Czy Cersei wierzy nadal że Tyrion zabił Joffa? No bo w s04e10 powiedziała tylko Jaimiemu o matce a o joffie już nie. Jak to w końcu ?
Mi się wydaje,że tak. Nie pamiętam,aby w serialu była gatka o innym mordercy. Inna sprawa,że Cersei nie robi nic,aby schwytać sprawcę
Cersei nie myśli racjonalnie. Całą swoją nienawiść po śmierci JJoffa wylała na Tyriona zamiast zrobić jakieś śledztwo. Proces sądowy był ustawiony tak żeby go pogrążyć. Po co komu logika? Trzeba dowalić znienawidzonemu Tyrionowi, a być ślepym na wrogów na własnym dworze..
Co do Cersei zgadzam się, że zawsze będzie obwiniała Tyriona za całe zło, ale żadne śledztwo i tak nie miało sensu, bo lud domagał się głowy zdrajcy i trzeba było natychmiast znaleźć winnego. Littlefinger uprowadzając Sansę zrzucił na nią winę (powiedzmy wprost: wrobił w zabójstwo), ale jednocześnie uchronił przed karą (uratował niby z dobrego serca).
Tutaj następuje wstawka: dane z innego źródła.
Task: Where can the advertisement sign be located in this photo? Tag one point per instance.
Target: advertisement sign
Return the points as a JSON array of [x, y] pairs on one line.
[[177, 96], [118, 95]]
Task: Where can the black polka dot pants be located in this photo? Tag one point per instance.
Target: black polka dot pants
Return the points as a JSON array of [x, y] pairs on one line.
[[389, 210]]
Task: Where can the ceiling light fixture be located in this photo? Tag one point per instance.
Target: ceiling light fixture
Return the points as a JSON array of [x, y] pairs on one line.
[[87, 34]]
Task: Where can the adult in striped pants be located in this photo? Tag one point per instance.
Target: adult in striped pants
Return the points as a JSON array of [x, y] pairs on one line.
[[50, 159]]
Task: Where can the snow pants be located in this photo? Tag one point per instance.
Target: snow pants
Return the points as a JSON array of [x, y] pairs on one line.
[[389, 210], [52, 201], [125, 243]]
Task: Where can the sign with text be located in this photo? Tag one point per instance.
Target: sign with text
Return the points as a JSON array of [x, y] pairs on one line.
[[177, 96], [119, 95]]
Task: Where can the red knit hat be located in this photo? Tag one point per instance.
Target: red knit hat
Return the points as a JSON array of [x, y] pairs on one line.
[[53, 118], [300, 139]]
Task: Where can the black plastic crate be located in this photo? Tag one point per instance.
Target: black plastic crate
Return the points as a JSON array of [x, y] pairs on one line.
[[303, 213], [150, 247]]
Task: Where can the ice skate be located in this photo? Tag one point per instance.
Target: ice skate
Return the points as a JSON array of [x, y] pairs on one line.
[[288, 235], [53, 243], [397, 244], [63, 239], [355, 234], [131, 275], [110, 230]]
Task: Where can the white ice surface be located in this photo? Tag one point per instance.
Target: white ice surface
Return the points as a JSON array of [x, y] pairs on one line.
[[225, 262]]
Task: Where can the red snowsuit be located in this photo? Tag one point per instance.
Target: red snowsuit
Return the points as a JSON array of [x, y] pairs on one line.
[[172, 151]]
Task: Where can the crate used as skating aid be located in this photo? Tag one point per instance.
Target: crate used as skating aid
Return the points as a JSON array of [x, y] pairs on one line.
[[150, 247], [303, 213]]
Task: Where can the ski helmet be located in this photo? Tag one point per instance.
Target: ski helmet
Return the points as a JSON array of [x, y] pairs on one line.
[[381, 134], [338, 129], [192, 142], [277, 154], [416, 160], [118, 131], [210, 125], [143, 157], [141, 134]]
Bo jak to wygląda: miała motyw (zemsta za ojca), jest corpus delicti (naszyjnik znaleziony przy zwłokach pijaka, pozostawionych celowo, żeby znaleźli), a po zabójstwie znika z miasta - sprawa oczywista. Nie można było dopaść Sansy, więc zrobili pokazówkę i skazali jej męża jako współsprawcę, bo przecież podał królowi wino, które zatruła.
Litllefinger tak to upozorował żeby winę przypisać Sansie i Tyrionowi. Raz, że byli maużeństwem 2 , że oboje nienawidzili Joffreya. Ktoby tam podejrzewał Tyrellów i Litllefingera, którego nie ma od miesiecy w stolicy.
Litllefinger już wcześniej wrobił Tyriona mówiąc Catelyn ,że sztylet z valyriańskiej stali, ktyórym próbowano zabić Brana należał do Tyriona co było nieprawdą. Litllefingerowi bardzo zależało na pozbyciu się Tyriona.
Czy wogóle ktoś wie co planuje Litllefinger? Już 2 razy wrobił karła. Być może nawet próba zabójstwa Tyriona przez gwardzistę to też robota Litllefingera.
Mam wrażenie, że Litllefinger uważa go za zbyt niebezpiecznego gracza, który może mu pokrzyżować plany. Dlatego próbuje go usunąć.
Za pierwszym razem wrobił go, żeby doprowadzić do konfliktu - i udało się. Swoją drogą zastanawiam się co to był za sztylet, skąd go wziął.
Wracając do tematu: dowody na Tyriona nie były aż takie mocne, jak na Sansę, ale można się było spodziewać, że lud chce ukarania sprawcy i proces będzie ustawiony. Nikt z tych, którzy znali Tyriona (może poza Cersei), nie wierzył chyba w jego winę, zwłaszcza że niektórym powiedziano co mają zeznawać.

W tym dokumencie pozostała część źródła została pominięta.